Analysts believe that the improvement in market sentiment among builders is a result of the decline in mortgage rates. Alicia Huey, NAHB chair and a custom home builder and developer from Birmingham, Alabama, stated, “With mortgage rates down roughly 50 basis points over the past month, builders are reporting an uptick in traffic as some prospective buyers who previously felt priced out of the market are taking a second look.”
Mortgage Rates Retreat, Boosting Affordability for Buyers
Sentiment among builders had been steadily declining since the end of the summer when mortgage rates exceeded 7%, leading to a decrease in demand from potential homebuyers. However, borrowing costs have since retreated as investors believe that the Federal Reserve has concluded its aggressive interest-rate hike campaign.
Currently, the rates on the popular 30-year fixed mortgage are hovering around 6.95%, according to Freddie Mac. While this is down from a high of 7.79% at the end of October, it is still significantly above the pre-pandemic average of 3.9%.

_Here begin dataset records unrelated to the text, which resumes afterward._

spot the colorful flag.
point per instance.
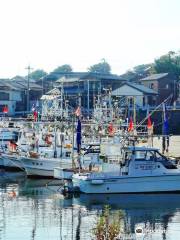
(78, 136)
(33, 108)
(110, 129)
(131, 125)
(149, 124)
(165, 121)
(78, 111)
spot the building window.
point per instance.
(4, 96)
(151, 86)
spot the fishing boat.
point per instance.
(142, 170)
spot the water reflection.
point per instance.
(41, 212)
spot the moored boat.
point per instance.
(142, 170)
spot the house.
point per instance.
(164, 84)
(130, 93)
(13, 94)
(82, 88)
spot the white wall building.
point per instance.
(136, 93)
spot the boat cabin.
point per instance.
(145, 160)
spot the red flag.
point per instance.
(78, 112)
(149, 124)
(5, 109)
(131, 125)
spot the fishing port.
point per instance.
(89, 120)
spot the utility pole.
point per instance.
(28, 68)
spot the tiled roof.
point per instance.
(138, 87)
(154, 76)
(18, 85)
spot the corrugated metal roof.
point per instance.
(154, 76)
(138, 87)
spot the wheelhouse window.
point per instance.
(4, 96)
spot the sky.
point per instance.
(48, 33)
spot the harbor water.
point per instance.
(34, 209)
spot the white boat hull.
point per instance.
(43, 167)
(145, 184)
(11, 162)
(62, 173)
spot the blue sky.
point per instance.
(49, 33)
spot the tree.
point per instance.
(169, 63)
(37, 74)
(64, 68)
(102, 67)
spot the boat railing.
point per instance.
(114, 158)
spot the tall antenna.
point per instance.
(28, 68)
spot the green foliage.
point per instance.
(37, 74)
(108, 226)
(169, 63)
(66, 68)
(102, 67)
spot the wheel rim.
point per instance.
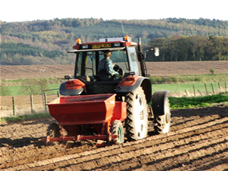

Nicole Bachaud, Zillow senior economist, expressed optimism about the market, stating, “Mortgage rates have continued to float down in the early weeks of December, so this momentum should continue through year-end, welcome news for buyers who have been unlocked by affordability to enter the market once again.”
Overall, the surge in housing starts, combined with the decline in mortgage rates, paints a positive picture for the U.S. housing market, providing opportunities for both builders and buyers.